You have finally taken the plunge and are ready to build that carport. No more stinking hot car in the middle of summer when you want to go for a drive, no more getting wet when it is raining, and no more bird do-do from the gum tree overshadowing your driveway. It is time to protect your car, and that means it is time to build a carport.
Pretty straightforward process, right? Wrong. Building a carport requires planning, and that means contacting your local council to determine what you need to build your new carport legally. Depending on specific guidelines, you may need a permit to build your carport. A planning permit allows you to build a structure on your land that meets the requirements set out by your council. These requirements will vary between councils, so it is important to find out the specific requirements of the municipality that you live in.
Building a carport may require not only a permit for the construction of that particular dwelling but for other works on your property that it may affect. Most councils have regulations in place regarding the removal of trees.
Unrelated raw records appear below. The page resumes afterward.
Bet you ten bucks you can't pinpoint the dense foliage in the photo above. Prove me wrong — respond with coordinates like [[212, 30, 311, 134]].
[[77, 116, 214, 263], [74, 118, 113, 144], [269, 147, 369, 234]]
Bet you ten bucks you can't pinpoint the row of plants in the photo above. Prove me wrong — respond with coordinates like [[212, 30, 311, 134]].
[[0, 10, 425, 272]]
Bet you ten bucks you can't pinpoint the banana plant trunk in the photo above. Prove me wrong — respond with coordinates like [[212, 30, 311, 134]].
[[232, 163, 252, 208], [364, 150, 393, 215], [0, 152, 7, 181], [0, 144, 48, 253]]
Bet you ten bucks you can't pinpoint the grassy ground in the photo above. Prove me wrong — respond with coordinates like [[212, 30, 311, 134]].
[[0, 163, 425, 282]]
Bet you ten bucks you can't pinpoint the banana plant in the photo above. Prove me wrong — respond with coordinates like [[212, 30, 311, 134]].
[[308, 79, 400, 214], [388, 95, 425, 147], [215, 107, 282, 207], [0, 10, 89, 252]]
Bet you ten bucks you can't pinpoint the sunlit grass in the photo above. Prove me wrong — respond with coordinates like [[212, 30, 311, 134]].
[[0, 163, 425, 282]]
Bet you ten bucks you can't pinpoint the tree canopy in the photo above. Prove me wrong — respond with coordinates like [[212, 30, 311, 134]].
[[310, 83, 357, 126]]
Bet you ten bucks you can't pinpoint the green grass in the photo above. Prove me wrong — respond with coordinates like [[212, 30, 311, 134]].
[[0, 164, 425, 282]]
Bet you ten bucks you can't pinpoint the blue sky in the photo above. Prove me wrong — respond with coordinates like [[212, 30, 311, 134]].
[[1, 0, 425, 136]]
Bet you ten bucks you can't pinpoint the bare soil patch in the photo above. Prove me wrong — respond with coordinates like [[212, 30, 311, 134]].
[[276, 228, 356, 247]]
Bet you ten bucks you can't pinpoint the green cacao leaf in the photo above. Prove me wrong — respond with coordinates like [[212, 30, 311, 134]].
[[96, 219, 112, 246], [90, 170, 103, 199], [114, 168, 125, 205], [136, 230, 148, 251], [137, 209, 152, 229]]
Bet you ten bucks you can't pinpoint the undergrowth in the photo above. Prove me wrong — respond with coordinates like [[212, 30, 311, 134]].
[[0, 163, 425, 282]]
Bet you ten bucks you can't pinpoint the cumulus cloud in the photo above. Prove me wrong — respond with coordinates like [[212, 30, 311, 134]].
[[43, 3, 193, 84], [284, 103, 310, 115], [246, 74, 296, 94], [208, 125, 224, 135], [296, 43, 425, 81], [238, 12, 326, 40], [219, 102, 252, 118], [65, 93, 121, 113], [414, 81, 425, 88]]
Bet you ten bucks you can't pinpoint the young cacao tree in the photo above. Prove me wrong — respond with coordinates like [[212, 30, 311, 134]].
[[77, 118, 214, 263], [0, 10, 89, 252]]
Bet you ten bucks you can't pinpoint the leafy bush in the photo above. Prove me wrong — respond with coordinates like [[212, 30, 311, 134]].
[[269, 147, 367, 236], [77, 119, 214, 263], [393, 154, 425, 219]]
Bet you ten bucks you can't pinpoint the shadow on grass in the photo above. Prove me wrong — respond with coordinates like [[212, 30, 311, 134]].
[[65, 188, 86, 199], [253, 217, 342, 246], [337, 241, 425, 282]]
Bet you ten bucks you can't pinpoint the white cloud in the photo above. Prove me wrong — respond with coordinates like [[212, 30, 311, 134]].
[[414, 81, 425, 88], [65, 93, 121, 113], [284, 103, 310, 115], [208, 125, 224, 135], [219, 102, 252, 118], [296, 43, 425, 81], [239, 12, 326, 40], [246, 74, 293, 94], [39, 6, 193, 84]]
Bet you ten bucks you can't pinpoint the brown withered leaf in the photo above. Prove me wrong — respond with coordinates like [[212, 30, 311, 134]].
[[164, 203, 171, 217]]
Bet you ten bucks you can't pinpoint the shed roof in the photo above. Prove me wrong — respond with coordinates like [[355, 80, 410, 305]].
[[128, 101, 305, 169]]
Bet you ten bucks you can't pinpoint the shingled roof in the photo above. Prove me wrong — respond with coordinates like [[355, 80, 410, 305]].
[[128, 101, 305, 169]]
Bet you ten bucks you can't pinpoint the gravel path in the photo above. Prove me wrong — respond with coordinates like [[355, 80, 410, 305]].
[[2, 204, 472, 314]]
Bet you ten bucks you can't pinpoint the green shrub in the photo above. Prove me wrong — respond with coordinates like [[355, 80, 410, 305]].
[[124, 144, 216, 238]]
Certain species of trees are protected and are not to be removed without a permit from your local council. In cases where a tree is protected but poses a danger, an arborist will be consulted to determine whether the threat is significant enough to warrant removal of the tree. Consultation by an arborist will be at your expense, so this would need to be factored into your carport budget. If there is a protected tree that is healthy, you are unlikely to have your permit approved if you propose the removal of the protected tree.
Councils will also need to determine whether the carport is near any easements on your property. If the proposed plans for the position of your carport obstructs easements, you will need to alter your plans as the likelihood of a permit being granted is very slim. Obstruction of an easement means that maintenance work is not possible, which means that the stormwater flow will eventually become blocked and pose a flooding threat.
Carports constructed in bushfire-prone areas are subject to more stringent guidelines concerning fire resistance. The building and materials required will differ to carports built in non-bushfire areas. Fire resistance measures are another factor to consider in your carport budget if you reside in a bushfire prone area.
Failing to check whether you need a permit from the council won't impact upon you immediately. Chances are you are most likely able to build a carport with your local council being none the wiser. However, if your easements were to flood as a result of maintenance not being able to be conducted, or if a check is run on the property when you have the house up for sale, you will need to prove the structure was built with a permit. If there is no permit, your local council has the right to request that you bring the structure up to standards. Worst case scenario, they can insist the structure be demolished.
Make sure you check with your local council to determine whether or not you need a permit for your proposed new carport. It is always best to assume that you do and work from there. It is not worth the risk of going building without a permit as the financial implications if you get caught, are significant.